İşte seks burada bir sorun haline gelebilir. Vajinal, anal veya oral olsun, bu aktivitelerin her biri enfeksiyon geçirme potansiyeline sahiptir. Prezervatifler genellikle koruma sağlayabilirken, mevcut sağlığınıza ve sahip olabileceğiniz risk faktörlerine göre bilinçli bir seçim yapmak için doktorunuzla konuşmak önemlidir.
Bağışıklık sisteminiz ciddi şekilde tehlikeye girmişse, cinsel perhiz, enfeksiyondan kaçınmanın tek kesin yolu olabilir.
Kemo ve Gebelik
Mutajenik olabilen ve doğum kusurlarına neden olabilen kemoterapi alırken her zaman doğum kontrolünü kullanmak önemlidir. Kemoterapi sırasında hem erkekler hem de kadınlar gebeliğe karşı korunmalıdır.
Kemoterapi Yan Etkileri
Kemoterapi, bir kişinin cinsel işlevini azaltarak veya cinsiyete müdahale edebilecek enfeksiyonlara yol açarak cinsel yaşamınızı etkileyebilir.
En yaygın şikayetlerden bazıları:
- Tedavi gören hem erkek hem de kadınlarda libido kaybı beklenebilir. Kemoterapi genellikle çok az zamanla veya seks arzusuyla sizi bitkin hissetmenize neden olur. Bu duygular ancak kişi kendini depresyonda hissettiğinde veya saç dökülmesi veya kilo kaybı gibi şeyler yaşadığında artar.
- Erektil disfonksiyon (ED), bir erkeğin ereksiyon elde edemediği veya sürdüremediği bir durumdur. Bazı kemoterapi ilaçlarının ED'ye neden olduğu bilinmektedir. Yine de, Viagra ve Cialis gibi ilaçlarla bile, birçok erkek, kanser tedavisinin stresi ve endişesi ile karşı karşıya kaldıklarında hala sertleşmeyi zor buluyor.
- Kemoterapi sırasında vajinal kuruluk da meydana gelebilir ve doğal vajinal yağlama eksikliğinden dolayı ağrı ve tahrişe neden olabilir. KY Jelly gibi su bazlı kayganlaştırıcılar kesinlikle yardımcı olabilirken, reçetesiz satılan herhangi bir ürünün güvenli olduğundan ve tahrişe neden olmadığından emin olmak için doktorunuzla konuşmak her zaman iyi bir fikirdir.

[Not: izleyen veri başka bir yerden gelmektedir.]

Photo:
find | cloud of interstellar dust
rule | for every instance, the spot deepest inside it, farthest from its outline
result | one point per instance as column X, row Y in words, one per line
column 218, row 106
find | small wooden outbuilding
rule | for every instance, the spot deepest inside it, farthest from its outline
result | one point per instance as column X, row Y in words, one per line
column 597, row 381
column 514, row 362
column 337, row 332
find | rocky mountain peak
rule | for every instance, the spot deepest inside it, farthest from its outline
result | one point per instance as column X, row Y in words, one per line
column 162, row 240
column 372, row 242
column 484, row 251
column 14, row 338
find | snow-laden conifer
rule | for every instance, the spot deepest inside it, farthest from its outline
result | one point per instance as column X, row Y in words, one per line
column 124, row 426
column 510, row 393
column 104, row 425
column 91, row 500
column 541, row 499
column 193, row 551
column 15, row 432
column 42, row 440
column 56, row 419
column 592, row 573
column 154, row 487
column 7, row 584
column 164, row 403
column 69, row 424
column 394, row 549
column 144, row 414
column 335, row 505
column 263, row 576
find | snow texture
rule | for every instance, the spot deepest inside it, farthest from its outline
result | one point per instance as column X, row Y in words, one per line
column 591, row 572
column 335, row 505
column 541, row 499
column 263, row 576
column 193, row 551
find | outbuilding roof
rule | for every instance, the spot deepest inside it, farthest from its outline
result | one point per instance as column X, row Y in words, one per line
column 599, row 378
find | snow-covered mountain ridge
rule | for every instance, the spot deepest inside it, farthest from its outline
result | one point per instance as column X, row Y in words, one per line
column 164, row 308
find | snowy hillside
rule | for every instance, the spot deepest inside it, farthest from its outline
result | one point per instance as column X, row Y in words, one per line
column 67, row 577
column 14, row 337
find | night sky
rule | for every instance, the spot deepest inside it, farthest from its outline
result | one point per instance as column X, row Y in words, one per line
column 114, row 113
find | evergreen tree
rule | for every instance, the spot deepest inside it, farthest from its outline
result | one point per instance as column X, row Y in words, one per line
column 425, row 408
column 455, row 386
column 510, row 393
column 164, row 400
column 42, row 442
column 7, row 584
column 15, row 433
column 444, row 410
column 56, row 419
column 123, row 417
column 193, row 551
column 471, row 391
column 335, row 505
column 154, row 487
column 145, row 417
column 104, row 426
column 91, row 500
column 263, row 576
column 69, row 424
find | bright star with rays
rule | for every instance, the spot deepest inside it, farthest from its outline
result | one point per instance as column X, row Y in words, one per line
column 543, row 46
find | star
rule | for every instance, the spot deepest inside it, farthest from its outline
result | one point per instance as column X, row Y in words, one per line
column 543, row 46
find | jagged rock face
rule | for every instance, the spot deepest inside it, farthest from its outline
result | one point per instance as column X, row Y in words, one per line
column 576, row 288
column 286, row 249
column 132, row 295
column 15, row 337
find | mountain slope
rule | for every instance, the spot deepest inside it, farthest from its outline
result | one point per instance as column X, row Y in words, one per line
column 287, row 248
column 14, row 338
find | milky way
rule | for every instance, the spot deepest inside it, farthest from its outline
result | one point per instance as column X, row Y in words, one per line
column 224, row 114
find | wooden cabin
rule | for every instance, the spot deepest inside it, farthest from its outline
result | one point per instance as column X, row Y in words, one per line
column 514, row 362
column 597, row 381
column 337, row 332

- Kemoterapi gören kadınlarda, özellikle antibiyotik veya steroid kullananlarda vajinal enfeksiyonlar yaygındır. Enfeksiyonlar ağrıya, yanmaya ve vajinada tahrişe neden olabilir ve buna genellikle beyaz vajinal akıntı eşlik eder. Enfeksiyon tamamen temizlenene kadar genellikle cinsel ilişkiden kaçınılması tavsiye edilir.
- Genital siğiller veya uçuk alevlenmeleri de gerçek bir sorun olabilir. Kemoterapi bağışıklık sistemini baskıladığından, insan papilloma virüsü (HPV) ve herpes simpleks virüsü (HSV) gibi virüsler, aksi takdirde kontrol edilebilecekleri yerde gelişebilirler. Aslında, hiç salgın yaşamamış bazı kişiler, tedaviye başladıktan sonra aniden bir salgınla karşı karşıya kalabilirler.
Nasıl başa çıkılır
İyi haber şu ki, kemoterapinin cinsel yan etkilerinin çoğu tedavi tamamlandıktan sonra ortadan kalkacak. Semptomlar kişiden kişiye değişebilir, bazıları özellikle sert etkilenirken diğerleri minimum etkiye sahiptir.
Hatırlanması gereken en önemli şey, cinsiyet yokluğunun yakınlığın olmadığı anlamına gelmediğidir. Bir ereksiyon sağlayamasanız veya ilişkiye katlanamasanız bile, samimi dokunma ve okşama, hem bakış açınızı hem de özgüven duygunuzu güçlendirebilir.
Cinsel işlevle ilgili duygusal veya fiziksel herhangi bir sorun yaşıyorsanız, bunları eşinize ve doktorunuza ifade etmekten çekinmeyin. İletişim her zaman hem kendinize hem de size yardım edebilecek kişilere bağlı kalmanın anahtarıdır.